Une étude établit le « Top 50 » des plantes éteintes à ressusciter

29 janvier 2024
par Camille Stassart
Durée de lecture : 4 min

Si ramener à la vie des animaux disparus est un concept étudié et débattu depuis longtemps par le monde scientifique, celui de le faire pour des plantes n’est discuté que depuis peu. En vue d’encourager la recherche sur le sujet, une équipe internationale, incluant le Jardin botanique de Meise (près de Bruxelles), vient de proposer la toute première liste de végétaux éteints candidats à la désextinction, en se basant sur la disponibilité des graines collectionnées par les institutions scientifiques du monde entier.

Une idée jugée impossible

La raison pour laquelle peu d’études se sont penchées sur la désextinction des plantes est simple : il y a encore quelques années, on ne pensait pas cela possible. « Les herbiers détenus par les institutions contiennent, par définition, du matériel végétal mort.
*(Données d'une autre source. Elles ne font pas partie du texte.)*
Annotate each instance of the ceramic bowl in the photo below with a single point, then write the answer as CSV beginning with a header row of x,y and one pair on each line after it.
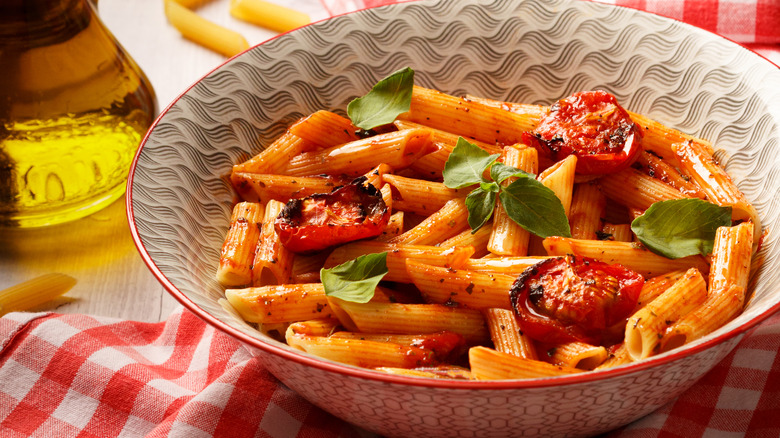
x,y
179,198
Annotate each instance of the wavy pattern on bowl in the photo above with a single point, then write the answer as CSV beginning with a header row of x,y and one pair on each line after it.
x,y
524,51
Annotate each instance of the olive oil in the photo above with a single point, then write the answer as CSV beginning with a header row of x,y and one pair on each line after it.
x,y
73,109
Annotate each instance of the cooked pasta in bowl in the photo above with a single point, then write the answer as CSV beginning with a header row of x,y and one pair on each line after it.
x,y
474,218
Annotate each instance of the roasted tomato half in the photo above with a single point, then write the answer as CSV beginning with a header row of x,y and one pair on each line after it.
x,y
351,212
571,298
592,126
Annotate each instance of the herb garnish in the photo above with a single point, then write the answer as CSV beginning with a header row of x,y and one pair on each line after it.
x,y
681,227
356,279
526,201
390,97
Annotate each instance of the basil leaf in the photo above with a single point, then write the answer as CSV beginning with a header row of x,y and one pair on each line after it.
x,y
480,204
356,279
500,171
390,97
681,227
535,207
466,164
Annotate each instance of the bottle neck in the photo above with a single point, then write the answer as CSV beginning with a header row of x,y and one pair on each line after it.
x,y
32,23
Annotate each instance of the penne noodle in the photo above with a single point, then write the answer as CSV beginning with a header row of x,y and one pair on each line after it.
x,y
513,266
587,209
618,357
280,303
630,255
646,327
274,158
655,286
578,355
238,251
363,353
617,232
32,293
269,15
635,189
489,364
415,319
728,281
507,237
264,187
325,129
447,222
314,327
654,166
396,149
272,262
476,290
484,123
204,32
397,254
420,196
506,334
698,163
477,240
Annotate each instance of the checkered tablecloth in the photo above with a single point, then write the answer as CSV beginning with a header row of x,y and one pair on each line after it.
x,y
80,375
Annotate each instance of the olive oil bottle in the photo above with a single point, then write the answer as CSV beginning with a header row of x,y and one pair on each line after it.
x,y
73,109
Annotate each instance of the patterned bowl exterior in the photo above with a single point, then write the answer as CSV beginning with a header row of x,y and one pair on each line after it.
x,y
179,197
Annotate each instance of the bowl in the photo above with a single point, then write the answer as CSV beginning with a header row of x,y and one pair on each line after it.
x,y
179,196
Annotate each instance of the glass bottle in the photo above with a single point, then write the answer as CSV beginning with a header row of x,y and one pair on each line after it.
x,y
73,110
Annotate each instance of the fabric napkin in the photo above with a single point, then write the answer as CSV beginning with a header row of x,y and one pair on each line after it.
x,y
88,376
79,375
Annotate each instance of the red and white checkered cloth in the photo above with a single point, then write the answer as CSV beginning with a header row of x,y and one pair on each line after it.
x,y
79,375
85,376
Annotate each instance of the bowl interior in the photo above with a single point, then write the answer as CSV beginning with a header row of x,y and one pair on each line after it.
x,y
179,196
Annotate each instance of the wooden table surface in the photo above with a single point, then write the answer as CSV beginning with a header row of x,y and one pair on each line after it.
x,y
98,250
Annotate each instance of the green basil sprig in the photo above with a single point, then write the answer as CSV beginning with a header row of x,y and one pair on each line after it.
x,y
526,201
356,279
390,97
681,227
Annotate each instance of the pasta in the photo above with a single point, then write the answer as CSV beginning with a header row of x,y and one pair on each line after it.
x,y
453,289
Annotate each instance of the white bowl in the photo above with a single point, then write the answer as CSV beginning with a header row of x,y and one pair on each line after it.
x,y
179,197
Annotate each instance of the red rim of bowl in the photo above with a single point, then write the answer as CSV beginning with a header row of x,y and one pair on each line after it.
x,y
363,373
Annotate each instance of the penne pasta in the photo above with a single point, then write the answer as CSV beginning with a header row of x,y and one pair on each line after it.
x,y
506,334
272,262
238,251
489,364
631,255
204,32
646,327
476,290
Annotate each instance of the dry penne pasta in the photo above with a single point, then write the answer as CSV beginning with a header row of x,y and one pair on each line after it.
x,y
269,15
204,32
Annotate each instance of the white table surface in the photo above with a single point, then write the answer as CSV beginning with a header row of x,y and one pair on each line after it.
x,y
98,250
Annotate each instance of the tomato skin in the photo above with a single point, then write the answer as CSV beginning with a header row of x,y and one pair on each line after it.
x,y
570,298
350,212
592,126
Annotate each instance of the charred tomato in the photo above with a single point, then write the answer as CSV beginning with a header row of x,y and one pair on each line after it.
x,y
571,298
350,212
592,126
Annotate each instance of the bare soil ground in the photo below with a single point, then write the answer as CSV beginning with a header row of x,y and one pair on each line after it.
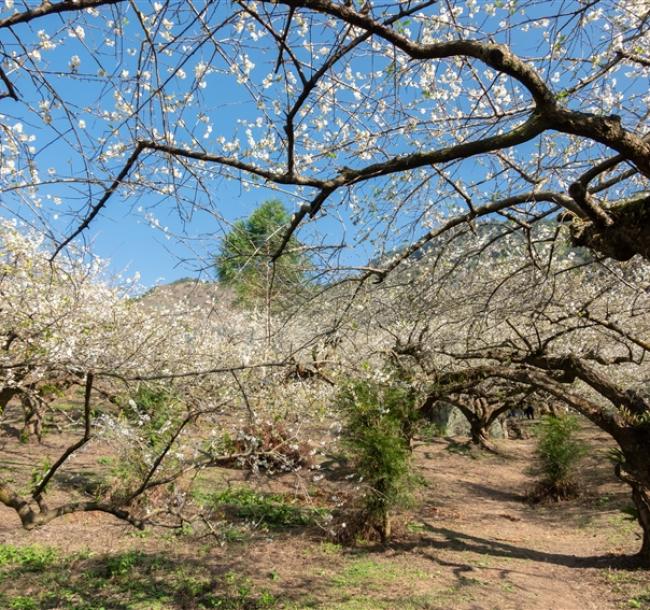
x,y
472,543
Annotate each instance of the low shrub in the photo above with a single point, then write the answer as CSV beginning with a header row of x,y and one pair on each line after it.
x,y
558,457
379,421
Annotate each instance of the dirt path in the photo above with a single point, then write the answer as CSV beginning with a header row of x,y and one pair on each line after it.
x,y
473,543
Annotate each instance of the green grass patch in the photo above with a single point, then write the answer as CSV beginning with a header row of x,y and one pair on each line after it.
x,y
131,580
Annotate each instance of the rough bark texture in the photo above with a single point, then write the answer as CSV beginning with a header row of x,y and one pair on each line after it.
x,y
629,233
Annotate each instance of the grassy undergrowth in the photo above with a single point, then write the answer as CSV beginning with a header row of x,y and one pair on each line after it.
x,y
39,578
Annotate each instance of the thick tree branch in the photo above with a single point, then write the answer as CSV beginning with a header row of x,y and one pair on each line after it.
x,y
50,8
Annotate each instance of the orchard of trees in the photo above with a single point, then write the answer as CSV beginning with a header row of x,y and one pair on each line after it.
x,y
453,209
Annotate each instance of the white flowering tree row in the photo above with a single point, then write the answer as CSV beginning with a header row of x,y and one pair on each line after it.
x,y
68,324
514,322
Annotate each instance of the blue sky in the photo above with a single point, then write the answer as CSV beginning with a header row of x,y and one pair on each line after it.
x,y
122,232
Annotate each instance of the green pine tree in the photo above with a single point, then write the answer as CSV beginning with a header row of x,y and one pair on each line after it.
x,y
245,259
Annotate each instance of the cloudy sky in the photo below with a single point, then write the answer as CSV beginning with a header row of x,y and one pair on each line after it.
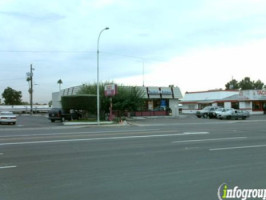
x,y
194,44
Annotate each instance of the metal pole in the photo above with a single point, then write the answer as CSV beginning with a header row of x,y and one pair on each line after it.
x,y
31,89
98,89
143,72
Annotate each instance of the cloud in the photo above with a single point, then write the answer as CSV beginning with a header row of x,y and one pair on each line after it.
x,y
206,69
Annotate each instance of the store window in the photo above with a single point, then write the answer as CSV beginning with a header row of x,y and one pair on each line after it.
x,y
256,105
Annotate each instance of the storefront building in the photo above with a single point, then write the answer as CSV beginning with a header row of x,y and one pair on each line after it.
x,y
157,99
253,101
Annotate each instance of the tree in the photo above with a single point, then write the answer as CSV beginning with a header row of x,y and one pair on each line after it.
x,y
245,84
12,97
59,82
232,85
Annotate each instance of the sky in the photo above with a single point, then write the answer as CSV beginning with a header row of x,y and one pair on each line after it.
x,y
196,45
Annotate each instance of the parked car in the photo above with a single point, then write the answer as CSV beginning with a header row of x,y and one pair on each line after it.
x,y
207,112
217,112
233,114
61,115
8,118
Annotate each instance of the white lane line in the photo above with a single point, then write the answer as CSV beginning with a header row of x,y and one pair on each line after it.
x,y
7,167
239,147
96,139
72,133
195,133
214,139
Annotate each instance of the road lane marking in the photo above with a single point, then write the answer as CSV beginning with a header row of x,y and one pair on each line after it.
x,y
195,133
97,139
7,167
239,147
73,133
214,139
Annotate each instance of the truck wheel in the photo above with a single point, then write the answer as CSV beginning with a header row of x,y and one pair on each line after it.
x,y
205,115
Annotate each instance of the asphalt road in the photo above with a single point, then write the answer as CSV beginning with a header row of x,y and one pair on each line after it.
x,y
143,161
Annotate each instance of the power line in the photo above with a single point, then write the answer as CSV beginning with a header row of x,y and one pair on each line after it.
x,y
50,51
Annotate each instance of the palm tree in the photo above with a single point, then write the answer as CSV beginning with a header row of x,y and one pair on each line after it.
x,y
59,82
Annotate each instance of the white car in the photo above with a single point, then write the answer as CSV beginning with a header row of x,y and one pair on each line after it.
x,y
7,118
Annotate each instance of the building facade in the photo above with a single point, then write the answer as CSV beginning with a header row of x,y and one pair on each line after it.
x,y
156,98
253,101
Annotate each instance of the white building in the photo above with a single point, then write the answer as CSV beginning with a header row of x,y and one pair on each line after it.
x,y
155,98
253,101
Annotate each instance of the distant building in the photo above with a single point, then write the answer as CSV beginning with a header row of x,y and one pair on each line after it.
x,y
156,98
253,101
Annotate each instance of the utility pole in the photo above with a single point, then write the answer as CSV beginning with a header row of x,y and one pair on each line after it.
x,y
31,89
30,79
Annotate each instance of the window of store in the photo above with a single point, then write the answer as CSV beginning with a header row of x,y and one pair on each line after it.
x,y
203,105
256,105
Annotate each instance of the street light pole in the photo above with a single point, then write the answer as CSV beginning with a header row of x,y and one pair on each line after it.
x,y
98,89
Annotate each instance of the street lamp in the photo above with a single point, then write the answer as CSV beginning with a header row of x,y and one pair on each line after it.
x,y
98,92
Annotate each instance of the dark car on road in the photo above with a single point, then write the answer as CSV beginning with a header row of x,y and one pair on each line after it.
x,y
61,115
207,112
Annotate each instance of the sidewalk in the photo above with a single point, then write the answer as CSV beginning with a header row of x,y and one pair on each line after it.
x,y
182,119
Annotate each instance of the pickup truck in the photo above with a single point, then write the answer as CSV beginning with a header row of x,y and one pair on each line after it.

Il y a rarement des graines associées aux échantillons, et encore moins viables, principalement en raison de la désinfection des échantillons à leur arrivée, ou encore de l’humidité ambiante du lieu de stockage », fait savoir Sandrine Godefroid, chercheuse en conservation des plantes au Jardin botanique de Meise et participante à l’étude.

Il y a une dizaine d’années, le Jardin botanique de Meise a néanmoins voulu tenter l’expérience, en essayant de faire germer des graines de 26 espèces éteintes en Belgique conservées dans son herbier. Et, contre toute attente, les scientifiques sont parvenus à faire pousser l’une d’elles, alors même que les graines associées étaient vieilles de plus de 100 ans ! « On a clairement été surpris par ces résultats, qui suggéraient que la germination de graines provenant d’échantillons d’herbiers était bel et bien possible », indique la Dre Godefroid.

Depuis lors, elle et son équipe ont notamment réussi à ressusciter une espèce de graminée qui avait disparu de nos contrées depuis 1935 : le brome des Ardennes.

Exemple de graines conservées © Jardin botanique de Meise

Un classement pour guider la recherche

Afin d’inciter les scientifiques à davantage étudier le sujet, une liste de plantes à graines sur lesquelles les chercheurs devraient se focaliser en priorité a été établie. Un inventaire réalisé dans le cadre d’un projet mené à l’Université de Rome III (Italie), en collaboration avec 32 institutions.

« On a, tout d’abord, listé toutes les espèces éteintes à l’échelle mondiale, à l’aide de ressources en ligne, et sur base des listes rouges nationales. On a ensuite identifié les institutions qui conservaient ces espèces, en consultant les collections qui avaient été digitalisées. Puis, on a vérifié quels herbiers comportaient des graines viables de ces végétaux », explique la Dre Godefroid. « En définitive, sur les 361 espèces éteintes que l’on a recensées dans le monde, on a trouvé des graines pour 161 d’entre elles, dans plus de 60 herbiers ».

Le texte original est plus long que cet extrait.